To mark Martin Luther King Day, Obama released a statement linking King's "I Have a Dream" speech on the Washington Mall 45 years ago and his own ascension to the nation's top job, saying, "Tomorrow, we will come together as one people on the same mall where Dr. King's dream echoes still."
Today's events, however, were little more than a countdown to Tuesday's history making swearing-in and the anticipation of Obama's inauguration speech.
The speech has been written and rehearsed, but Obama is still tinkering with the words that he hopes will mark a moment in history and galvanize the nation for a new "era of responsibility."
That speech will begin shortly after his swearing-in with Michelle Obama holding President Lincoln's Bible.
Sources tell ABC News that the remarks delivered to a hushed nation tomorrow will last about 15 to 20 minutes, and the theme is an era of responsibility.

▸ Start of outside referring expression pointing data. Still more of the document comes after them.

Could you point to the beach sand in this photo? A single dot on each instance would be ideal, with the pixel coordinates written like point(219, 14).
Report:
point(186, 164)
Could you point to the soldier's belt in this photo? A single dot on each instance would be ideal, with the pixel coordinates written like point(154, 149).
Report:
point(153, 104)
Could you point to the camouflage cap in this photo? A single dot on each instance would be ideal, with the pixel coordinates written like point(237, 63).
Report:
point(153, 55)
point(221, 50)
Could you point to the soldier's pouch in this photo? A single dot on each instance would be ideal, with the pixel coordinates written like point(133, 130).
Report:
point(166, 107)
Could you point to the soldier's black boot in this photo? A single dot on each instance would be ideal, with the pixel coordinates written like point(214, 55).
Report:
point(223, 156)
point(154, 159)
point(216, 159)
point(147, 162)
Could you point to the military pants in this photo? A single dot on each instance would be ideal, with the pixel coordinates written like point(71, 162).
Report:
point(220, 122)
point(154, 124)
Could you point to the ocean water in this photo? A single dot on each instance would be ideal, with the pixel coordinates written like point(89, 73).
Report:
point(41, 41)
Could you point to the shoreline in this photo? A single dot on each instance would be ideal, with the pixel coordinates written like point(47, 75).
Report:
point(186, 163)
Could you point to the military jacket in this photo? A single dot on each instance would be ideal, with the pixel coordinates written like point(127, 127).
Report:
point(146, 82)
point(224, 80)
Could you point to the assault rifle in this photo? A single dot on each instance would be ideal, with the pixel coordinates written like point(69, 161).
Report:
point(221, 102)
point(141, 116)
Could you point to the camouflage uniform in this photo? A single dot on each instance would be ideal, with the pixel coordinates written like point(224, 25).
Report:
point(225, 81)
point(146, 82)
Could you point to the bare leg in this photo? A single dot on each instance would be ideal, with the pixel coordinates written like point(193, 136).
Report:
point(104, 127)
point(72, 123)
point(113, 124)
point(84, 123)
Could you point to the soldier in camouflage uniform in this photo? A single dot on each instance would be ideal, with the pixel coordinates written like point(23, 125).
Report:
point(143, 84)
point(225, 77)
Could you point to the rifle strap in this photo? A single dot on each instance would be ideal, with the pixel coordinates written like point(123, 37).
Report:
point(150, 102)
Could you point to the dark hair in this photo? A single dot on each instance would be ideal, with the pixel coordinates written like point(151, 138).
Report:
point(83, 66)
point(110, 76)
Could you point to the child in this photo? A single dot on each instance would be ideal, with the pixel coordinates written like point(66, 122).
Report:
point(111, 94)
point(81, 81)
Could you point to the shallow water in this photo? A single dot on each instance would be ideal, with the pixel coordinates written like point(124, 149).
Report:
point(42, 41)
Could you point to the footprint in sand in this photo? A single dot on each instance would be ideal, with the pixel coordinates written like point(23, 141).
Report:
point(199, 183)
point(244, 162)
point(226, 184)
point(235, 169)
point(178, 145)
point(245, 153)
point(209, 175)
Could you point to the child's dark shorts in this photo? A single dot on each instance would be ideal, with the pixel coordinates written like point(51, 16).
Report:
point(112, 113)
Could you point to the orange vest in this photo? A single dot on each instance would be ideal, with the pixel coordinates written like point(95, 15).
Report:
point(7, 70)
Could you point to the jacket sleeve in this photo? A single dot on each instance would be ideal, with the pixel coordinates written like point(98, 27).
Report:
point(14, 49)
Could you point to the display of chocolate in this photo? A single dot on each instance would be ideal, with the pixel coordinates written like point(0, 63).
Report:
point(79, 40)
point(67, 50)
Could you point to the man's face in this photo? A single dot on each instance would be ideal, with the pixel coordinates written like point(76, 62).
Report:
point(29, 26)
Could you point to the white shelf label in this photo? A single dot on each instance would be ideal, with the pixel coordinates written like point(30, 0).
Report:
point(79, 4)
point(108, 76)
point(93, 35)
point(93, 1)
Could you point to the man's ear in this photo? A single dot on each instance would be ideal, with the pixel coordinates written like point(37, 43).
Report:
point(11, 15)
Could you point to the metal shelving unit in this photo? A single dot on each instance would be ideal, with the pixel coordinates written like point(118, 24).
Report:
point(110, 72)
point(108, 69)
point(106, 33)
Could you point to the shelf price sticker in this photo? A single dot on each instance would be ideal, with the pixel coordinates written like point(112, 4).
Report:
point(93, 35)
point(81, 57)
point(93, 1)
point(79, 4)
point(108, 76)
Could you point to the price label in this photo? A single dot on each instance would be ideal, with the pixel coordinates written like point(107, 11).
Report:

That theme comes after months of headlines about the country's economic meltdown and general outrage over corporate greed and executive bonuses.
Obama rehearsed the speech Saturday, but he is still going through it, trying to make sure the language is as fresh and unique as possible.
Not that there's any pressure. Obama said that when he visited the Lincoln Memorial with his family this past weekend, daughter Sasha saw Lincoln's inaugural speech on the walls of the memorial and remarked that it looked like a long speech.
Obama countered that his own would probably be longer.
"At which point Malia turns to me and says, 'First African-American president, better be good,'" Obama told CNN.